Venerable Antoinette Fage (7 November 1824 - 18 September 1883) was a French Catholic nun. With Father Etienne Pernet, she founded the Little Sisters of the Assumption. She took the name Marie of Jesus.

==Life==
The daughter of Jean Fage, a soldier, she was born in Paris 7 November 1824. Her mother, a seamstress, was deserted by her husband. Desperately poor, her grandmother, Madame Mutinot, provided some assistance.
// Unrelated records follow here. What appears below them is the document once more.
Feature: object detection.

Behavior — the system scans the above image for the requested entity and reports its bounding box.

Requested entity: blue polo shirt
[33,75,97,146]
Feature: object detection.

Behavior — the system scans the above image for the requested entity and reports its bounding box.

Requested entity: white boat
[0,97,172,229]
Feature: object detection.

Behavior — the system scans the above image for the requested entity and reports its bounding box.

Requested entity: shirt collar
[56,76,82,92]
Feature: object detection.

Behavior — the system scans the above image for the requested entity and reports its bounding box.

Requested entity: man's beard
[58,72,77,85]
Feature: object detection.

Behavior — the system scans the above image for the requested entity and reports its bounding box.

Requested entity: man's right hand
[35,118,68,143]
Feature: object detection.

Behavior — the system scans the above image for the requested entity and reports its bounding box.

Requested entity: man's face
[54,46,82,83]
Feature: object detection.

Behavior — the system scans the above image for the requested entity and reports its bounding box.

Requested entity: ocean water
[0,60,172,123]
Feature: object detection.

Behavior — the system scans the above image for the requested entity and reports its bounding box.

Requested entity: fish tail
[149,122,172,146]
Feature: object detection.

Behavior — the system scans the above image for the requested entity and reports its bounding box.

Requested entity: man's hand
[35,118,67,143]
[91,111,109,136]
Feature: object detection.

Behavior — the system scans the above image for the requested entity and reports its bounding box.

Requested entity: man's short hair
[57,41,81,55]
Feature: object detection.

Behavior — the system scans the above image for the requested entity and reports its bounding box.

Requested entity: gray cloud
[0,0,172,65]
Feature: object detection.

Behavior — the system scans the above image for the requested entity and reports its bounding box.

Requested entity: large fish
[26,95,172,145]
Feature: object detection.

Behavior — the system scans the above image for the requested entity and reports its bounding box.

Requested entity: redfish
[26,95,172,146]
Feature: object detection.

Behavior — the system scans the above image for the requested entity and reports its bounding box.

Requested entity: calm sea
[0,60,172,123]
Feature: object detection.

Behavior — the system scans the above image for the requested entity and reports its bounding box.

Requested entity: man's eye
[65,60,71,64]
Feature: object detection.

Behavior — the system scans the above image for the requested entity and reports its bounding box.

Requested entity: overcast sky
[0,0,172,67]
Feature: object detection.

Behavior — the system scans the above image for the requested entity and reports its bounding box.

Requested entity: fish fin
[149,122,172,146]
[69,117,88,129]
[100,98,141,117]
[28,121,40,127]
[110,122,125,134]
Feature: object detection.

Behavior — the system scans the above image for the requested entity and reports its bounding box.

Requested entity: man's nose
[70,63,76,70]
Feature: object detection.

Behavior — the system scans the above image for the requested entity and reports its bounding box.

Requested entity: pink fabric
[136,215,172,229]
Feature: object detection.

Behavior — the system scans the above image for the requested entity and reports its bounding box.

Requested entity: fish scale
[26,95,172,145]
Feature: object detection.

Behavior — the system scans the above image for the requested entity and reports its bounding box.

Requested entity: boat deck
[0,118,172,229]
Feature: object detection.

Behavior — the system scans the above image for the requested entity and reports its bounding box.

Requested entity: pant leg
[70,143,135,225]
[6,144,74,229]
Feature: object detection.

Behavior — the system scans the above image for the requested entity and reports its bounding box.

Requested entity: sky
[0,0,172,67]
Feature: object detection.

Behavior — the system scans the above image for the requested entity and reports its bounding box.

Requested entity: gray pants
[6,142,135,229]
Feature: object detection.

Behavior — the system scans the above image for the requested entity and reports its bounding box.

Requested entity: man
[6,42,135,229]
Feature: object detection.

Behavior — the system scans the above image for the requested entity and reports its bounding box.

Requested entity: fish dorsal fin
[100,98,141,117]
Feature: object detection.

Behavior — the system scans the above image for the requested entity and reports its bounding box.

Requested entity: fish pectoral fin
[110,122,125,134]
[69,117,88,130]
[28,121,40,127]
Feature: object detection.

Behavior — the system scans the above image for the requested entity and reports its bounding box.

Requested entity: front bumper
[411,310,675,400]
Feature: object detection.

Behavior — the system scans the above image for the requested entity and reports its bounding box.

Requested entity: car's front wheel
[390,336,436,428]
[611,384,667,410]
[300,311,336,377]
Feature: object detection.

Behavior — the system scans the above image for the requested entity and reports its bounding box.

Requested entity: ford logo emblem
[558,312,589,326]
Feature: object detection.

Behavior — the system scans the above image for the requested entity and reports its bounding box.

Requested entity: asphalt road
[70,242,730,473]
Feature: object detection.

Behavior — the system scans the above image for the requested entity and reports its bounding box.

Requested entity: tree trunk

In July 1830 while returning from the market, Madame Mutinot was shot dead at the barricades.

Antoinette was diagnosed at a young age with curvature of the spine. Her growth was stunted, leaving her below average height, with one shoulder higher than the other. Antoinette was orphaned at the age of thirteen and cared for by friends of her grandparents. Around 1850, she began working at a sewing workshop to support herself, and joined the Sodality of Our Lady of Good Counsel, whose members visited the poor to distribute food. She then joined the third order of St. Dominic.

She also became involved in the charitable activities of the Archconfraternity of Notre-Dame-des-Victoires. She visited the poor with food and small offerings of money, becoming so well-known that in 1861, the Mesdames de Meynard asked her to become manager of an orphanage for girls. The house, whose capacity the directors set at eighteen, sheltered girls between the age of twelve and eighteen and taught them skills so that they could find work upon leaving. When the house could take in no more, she found families who would board the girls.

She met Etienne Pernet in 1864 Pernet told her of his plan to form a new religious order. In 1865, she formed the first community of the new group, dedicated to caring for the sick poor in their own homes. Fage took final vows in 1878; she died in 1893.

The congregation was officially approved by the Pope in 1897. By that time, the order had communities in England, Ireland and the United States.

==Legacy==
The Antoinette Fage Association in Rouen responds to local needs by providing a daycare center, and an after-school center with help with school work, among other services.